Jocrisse Jacques 10 janvier 2008 17:36

B.DUGLE

Voici la réponse concernant votre interrogation sur le coût de cet appareil et sur la justification de son utilisation (source Futura sciences) :

Arnold Migus, directeur général du CNRS, précise que ce supercalculateur, dont le coût représente 25 millions d’euros étalés sur quatre ans, maintenance comprise, permettra enfin à la France de combler son retard dans le domaine du calcul intensif. Elle se situe désormais en troisième position mondiale, derrière les Etats-Unis et l’Allemagne.

Le nouvel ordinateur sera en priorité dévolu à l’étude du climat, afin de satisfaire aux engagements décidés dans le cadre du Giec (Groupe d’experts intergouvernemental sur l’évolution du climat), dont la modélisation est particulièrement gourmande en puissance de calcul.
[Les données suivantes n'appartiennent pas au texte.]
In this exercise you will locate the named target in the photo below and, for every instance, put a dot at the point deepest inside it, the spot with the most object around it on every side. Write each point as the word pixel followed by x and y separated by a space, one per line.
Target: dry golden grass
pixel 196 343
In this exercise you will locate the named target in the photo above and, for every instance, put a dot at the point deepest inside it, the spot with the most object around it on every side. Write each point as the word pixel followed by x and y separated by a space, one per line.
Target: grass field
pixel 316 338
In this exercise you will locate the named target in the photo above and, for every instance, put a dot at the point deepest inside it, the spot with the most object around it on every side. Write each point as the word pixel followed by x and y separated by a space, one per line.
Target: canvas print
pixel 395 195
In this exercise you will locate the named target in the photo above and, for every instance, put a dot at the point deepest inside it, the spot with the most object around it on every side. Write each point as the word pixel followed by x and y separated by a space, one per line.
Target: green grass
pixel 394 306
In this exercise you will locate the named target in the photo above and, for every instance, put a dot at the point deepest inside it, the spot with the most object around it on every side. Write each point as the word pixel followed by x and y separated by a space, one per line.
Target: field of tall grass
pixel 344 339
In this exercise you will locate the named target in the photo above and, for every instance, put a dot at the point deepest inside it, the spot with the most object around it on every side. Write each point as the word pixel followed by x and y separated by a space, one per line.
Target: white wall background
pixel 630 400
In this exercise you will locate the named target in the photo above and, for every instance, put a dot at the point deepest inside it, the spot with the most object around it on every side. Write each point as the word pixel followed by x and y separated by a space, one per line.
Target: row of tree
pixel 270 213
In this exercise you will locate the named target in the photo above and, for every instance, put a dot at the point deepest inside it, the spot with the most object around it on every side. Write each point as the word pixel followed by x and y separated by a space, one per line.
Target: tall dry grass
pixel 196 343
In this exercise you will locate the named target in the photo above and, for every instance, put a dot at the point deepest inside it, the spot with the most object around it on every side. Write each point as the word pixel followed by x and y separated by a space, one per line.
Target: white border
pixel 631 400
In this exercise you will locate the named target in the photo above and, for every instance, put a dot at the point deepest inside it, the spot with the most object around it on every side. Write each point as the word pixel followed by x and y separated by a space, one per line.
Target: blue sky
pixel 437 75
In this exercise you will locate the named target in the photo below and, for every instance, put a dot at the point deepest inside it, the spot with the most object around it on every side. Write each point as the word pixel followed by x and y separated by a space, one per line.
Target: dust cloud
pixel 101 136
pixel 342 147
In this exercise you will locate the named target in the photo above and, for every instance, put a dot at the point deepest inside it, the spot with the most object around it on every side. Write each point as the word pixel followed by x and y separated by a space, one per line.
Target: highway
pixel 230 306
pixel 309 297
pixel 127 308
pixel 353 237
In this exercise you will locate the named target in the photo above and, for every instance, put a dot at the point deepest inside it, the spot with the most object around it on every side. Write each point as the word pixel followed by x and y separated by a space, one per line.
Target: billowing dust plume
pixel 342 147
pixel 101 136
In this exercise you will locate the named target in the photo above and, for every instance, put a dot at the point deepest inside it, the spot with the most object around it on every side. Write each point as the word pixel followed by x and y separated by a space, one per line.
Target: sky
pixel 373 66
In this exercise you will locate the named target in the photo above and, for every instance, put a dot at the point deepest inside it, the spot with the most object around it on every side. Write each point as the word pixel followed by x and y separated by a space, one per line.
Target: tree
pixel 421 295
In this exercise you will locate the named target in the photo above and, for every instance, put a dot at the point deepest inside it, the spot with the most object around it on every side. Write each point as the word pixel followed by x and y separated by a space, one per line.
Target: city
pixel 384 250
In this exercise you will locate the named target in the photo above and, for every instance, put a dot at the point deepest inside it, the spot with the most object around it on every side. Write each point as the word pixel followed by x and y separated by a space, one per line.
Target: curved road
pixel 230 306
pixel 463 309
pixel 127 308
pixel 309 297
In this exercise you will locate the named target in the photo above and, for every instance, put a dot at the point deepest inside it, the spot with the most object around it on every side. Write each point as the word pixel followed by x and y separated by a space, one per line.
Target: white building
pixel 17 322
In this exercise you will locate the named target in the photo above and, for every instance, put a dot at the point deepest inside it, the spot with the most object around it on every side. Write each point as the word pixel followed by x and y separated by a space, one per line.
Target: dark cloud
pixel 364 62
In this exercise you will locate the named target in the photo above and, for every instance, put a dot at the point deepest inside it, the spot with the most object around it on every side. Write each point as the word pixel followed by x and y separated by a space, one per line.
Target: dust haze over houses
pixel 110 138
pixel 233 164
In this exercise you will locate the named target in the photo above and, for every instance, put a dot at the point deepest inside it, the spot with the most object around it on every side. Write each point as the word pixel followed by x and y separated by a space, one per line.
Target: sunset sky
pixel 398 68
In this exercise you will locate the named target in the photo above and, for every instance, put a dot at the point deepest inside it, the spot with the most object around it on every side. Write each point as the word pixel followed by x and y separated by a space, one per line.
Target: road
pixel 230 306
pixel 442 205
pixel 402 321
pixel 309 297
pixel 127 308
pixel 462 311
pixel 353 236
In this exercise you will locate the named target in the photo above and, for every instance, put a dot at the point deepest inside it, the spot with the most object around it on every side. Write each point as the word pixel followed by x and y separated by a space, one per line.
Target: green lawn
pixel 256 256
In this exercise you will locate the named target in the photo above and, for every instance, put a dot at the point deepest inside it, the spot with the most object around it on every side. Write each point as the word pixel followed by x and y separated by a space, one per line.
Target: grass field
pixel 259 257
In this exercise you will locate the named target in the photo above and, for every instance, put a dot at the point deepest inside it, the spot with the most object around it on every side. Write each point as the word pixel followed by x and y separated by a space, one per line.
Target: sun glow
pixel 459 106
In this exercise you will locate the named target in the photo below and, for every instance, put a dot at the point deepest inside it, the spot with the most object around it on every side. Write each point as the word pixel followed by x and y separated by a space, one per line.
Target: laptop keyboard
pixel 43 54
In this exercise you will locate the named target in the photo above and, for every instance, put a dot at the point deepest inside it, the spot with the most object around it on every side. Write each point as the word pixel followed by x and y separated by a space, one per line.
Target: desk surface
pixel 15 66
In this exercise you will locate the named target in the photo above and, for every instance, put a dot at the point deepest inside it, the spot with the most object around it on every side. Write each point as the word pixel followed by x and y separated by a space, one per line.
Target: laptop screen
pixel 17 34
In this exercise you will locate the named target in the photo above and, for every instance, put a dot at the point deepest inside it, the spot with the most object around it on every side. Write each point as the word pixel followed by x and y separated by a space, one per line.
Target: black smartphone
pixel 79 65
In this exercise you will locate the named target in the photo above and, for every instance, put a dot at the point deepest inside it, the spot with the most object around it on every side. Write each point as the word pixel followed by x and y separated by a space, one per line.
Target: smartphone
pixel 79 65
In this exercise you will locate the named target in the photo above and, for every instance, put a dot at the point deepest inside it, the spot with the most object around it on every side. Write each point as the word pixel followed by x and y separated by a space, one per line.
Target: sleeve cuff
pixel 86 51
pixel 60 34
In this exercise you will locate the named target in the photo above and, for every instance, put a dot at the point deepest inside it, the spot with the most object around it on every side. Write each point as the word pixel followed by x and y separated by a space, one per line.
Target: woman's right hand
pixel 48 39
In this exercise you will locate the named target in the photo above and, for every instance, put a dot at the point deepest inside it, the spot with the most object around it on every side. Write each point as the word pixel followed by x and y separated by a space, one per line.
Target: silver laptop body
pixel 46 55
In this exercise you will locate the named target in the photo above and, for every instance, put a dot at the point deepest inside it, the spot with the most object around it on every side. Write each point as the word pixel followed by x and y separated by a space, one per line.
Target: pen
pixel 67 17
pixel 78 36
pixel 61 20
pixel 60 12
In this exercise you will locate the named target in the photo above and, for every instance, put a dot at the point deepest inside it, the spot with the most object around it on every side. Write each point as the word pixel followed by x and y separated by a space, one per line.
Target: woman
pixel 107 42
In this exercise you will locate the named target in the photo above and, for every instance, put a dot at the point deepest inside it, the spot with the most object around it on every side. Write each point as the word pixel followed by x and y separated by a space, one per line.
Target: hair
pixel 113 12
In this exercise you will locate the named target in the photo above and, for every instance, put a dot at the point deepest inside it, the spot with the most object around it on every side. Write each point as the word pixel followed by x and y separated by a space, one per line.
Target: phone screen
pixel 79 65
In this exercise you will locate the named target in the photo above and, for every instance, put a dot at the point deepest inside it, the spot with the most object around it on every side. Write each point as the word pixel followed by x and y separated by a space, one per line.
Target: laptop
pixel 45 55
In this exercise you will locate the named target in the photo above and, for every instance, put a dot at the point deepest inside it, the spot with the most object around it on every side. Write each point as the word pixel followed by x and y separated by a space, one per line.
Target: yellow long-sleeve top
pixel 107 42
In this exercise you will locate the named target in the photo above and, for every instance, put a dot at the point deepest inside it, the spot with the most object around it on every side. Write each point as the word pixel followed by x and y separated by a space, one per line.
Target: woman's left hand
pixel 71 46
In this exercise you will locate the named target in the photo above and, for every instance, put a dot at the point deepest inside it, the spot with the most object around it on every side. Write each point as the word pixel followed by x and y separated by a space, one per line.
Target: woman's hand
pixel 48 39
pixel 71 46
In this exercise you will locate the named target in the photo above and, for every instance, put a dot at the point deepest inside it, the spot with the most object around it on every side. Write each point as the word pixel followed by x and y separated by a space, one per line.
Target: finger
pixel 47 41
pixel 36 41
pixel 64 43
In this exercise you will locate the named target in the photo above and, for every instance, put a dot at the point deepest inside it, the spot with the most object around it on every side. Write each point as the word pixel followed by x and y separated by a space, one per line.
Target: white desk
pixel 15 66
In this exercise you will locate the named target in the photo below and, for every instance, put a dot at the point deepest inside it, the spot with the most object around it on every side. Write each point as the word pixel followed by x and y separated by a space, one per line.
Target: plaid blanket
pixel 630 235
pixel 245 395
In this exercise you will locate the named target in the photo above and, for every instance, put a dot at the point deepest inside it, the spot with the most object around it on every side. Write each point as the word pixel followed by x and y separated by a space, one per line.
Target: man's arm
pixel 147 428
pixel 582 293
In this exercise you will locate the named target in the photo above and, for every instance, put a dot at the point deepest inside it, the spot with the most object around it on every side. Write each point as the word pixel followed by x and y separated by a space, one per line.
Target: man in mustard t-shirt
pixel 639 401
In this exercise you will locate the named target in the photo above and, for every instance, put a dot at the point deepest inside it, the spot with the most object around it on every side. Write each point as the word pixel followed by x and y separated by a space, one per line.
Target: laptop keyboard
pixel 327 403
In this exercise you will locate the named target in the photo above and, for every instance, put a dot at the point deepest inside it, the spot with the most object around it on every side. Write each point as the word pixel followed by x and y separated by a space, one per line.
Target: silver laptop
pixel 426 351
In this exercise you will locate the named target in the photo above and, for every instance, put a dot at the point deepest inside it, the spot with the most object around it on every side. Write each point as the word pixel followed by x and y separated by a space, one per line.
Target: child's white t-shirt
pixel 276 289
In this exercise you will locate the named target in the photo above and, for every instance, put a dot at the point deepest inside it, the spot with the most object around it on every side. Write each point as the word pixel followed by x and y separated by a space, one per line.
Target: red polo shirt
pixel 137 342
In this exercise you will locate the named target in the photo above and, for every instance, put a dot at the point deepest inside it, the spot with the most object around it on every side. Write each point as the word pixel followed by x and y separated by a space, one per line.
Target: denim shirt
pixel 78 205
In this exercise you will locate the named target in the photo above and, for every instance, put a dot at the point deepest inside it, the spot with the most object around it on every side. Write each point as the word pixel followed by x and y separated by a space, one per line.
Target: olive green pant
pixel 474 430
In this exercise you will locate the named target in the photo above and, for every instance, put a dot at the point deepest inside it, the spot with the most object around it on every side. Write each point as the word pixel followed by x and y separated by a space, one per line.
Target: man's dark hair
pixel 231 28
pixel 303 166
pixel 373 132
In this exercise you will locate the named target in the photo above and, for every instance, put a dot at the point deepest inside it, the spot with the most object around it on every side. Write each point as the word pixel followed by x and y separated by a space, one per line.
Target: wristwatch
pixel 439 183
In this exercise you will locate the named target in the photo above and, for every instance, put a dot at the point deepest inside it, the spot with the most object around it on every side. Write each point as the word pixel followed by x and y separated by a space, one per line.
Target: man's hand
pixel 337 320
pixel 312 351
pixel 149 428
La chimie, la biologie ou l’astronomie sont aussi considérées comme des utilisateurs majeurs de telles capacités de calcul.

Mais vos nombreuses qualifications rendent certainement votre avis plus crédible ("Et ces différences, elles peuvent très bien ressortir avec des calculateurs dix fois moins puissants"). que celui des équipes qui ont apporté les preuves du besoin de cet investissement.

Comment expliquez-vous que tous les autres pays européens se dotent de tels appareils ? Pour faire plaisir à IBM ? Pour se mesurer façon "bling-bling ?

Le GIEC a rendu en 2007, un rapport "sans équivoque" sur le réchauffement de la planète. C’est faux ?

Vous êtes meilleur dans votre activité échotière habituelle , mais pour vous seul l’objectif compte : "notre président ne fera pas un flop en l’annonçant à l’occasion d’une conférence de presse prochaine".